In the work recognized by the Nobel committee, Shapley and Roth, working independently of one another, were honored for their research concerning "the theory of stable allocations and the practice of market design."
Shapley, a research mathematician at RAND from 1948 to 1950 and 1954 to 1981, taught "Game Theory and Applications" at RGS (now the Pardee RAND Graduate School) in the early 1980s. He used so-called cooperative game theory to study and compare different matching methods, according to the committee. A key issue is to ensure that a matching is stable in the sense that two agents cannot be found who would prefer each other over their current counterparts. Shapley and his colleagues derived in particular the so-called Gale-Shapley algorithm to ensure a stable matching. Shapley was able to show how the specific design of a method may systematically benefit one or the other side of the market.
Game theory has a distinguished history at RAND. According to the publication 60 Ways RAND Has Made a Difference, many people mark the beginning of the mathematical field of game theory with the 1944 book Theory of Games and Economic Behavior by John von Neumann, who was later a RAND consultant, and Oskar Morgenstern. RAND's mathematics department excelled in game theory, particularly the aspect of the field that involved non-zero-sum games.
Shapley, who lent his name to the term "Shapley value," contributed major insights into game behavior involving three or more players in actual social situations, such as voting or, in one notable paper, college admissions and the stability of marriage. Later in his career he published a paper aimed at providing a layman's perspective on the topic.
Shapley is not RAND's first Nobel laureate in economics. When a young Columbia economics Ph.D. candidate named Kenneth J. Arrow spent the summer of 1948 at RAND working on game theory, he had a conversation that led to the topic of his dissertation, which he finished writing at RAND the following summer. Issued as a RAND report, Social Choice and Individual Values describes the Impossibility Theorem for Social Choices and became the essential text for social scientists interested in applying sophisticated analytical mathematics to socioeconomic problems. When Arrow later won the Nobel Prize in Economics for his work, this book was cited as a major aspect of his accomplishment and a turning point in the development of modern economics.

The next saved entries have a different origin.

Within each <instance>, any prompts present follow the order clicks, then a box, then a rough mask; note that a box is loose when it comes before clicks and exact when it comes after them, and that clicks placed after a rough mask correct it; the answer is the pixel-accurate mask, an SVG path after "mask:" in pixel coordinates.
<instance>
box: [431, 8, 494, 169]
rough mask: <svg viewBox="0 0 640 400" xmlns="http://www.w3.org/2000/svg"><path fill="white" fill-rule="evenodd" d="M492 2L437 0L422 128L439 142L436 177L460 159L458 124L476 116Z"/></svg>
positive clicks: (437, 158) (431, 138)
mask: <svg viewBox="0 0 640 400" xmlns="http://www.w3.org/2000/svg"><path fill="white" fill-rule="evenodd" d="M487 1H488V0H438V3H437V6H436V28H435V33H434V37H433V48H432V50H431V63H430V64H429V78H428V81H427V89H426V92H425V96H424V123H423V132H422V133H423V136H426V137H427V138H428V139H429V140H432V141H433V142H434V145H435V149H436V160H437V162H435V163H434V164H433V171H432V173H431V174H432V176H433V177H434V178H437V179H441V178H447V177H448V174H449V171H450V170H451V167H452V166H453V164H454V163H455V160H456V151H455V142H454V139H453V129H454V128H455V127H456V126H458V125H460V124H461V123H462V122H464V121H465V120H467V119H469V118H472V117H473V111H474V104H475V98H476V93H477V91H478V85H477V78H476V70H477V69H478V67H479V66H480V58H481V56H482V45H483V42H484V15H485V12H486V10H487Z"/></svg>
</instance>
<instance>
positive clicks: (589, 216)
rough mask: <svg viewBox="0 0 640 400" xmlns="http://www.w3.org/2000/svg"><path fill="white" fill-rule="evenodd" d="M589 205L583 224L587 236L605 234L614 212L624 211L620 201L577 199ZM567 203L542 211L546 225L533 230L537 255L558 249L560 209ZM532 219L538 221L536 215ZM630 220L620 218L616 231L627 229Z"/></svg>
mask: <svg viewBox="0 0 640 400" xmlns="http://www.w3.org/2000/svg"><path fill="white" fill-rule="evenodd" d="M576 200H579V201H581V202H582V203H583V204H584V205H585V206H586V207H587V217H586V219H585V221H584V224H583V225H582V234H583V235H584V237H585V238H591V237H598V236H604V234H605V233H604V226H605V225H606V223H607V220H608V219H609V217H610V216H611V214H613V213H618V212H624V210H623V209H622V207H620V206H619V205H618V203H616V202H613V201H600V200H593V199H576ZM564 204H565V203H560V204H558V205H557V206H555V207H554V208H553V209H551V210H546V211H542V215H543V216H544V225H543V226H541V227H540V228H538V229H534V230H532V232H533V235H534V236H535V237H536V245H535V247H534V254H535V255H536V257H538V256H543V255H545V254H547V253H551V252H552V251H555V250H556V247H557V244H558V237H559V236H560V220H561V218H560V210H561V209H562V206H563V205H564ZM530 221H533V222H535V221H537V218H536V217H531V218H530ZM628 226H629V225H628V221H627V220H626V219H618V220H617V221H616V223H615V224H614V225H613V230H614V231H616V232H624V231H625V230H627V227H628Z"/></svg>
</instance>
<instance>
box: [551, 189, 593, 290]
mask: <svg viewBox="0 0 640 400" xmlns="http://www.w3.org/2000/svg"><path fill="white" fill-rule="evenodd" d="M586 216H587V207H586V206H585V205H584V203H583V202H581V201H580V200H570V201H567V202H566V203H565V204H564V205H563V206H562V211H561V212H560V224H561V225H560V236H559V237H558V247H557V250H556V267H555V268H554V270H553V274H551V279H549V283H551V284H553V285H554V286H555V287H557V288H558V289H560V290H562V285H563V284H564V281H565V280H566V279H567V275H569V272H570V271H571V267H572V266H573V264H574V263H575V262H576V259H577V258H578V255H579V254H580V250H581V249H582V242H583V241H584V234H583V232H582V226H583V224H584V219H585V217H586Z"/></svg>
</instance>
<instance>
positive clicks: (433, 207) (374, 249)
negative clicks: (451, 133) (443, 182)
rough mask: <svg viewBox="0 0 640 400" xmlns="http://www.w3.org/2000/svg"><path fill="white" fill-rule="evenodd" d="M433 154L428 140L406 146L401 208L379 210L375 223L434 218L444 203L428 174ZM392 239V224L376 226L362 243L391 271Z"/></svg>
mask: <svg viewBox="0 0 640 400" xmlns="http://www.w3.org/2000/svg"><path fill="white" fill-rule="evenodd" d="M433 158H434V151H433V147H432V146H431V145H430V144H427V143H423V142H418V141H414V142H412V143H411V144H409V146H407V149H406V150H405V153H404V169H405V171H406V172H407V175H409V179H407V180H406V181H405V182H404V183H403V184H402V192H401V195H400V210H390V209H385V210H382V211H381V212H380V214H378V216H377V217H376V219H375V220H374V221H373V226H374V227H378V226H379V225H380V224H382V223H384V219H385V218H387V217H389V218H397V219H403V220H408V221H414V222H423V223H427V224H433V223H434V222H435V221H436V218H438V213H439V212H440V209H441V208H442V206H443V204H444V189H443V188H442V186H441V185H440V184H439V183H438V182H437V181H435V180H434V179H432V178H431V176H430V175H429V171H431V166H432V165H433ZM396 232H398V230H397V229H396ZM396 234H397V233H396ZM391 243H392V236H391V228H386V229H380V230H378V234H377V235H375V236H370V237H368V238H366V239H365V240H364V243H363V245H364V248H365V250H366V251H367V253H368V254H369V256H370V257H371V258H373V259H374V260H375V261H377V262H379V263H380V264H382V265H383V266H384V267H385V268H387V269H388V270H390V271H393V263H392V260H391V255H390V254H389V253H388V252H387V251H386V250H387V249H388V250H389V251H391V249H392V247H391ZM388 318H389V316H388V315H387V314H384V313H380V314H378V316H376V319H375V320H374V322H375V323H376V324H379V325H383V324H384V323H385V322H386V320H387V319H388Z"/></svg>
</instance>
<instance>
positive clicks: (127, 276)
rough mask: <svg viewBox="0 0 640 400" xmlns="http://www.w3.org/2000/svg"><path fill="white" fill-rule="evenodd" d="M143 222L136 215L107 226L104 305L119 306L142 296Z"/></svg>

Another Nobel Prize winner, Thomas Schelling, worked at RAND on problems involving analyses of how individuals, countries, and businesses make decisions while anticipating the likely response by others. Merrill Flood and Melvin Dresher famously framed "the Prisoner's Dilemma" at RAND in 1950. And while at RAND, David Blackwell defined the "silent duel" situation in game theory. These advances and others helped advance game theory as a useful tool for examining strategic situations in many fields.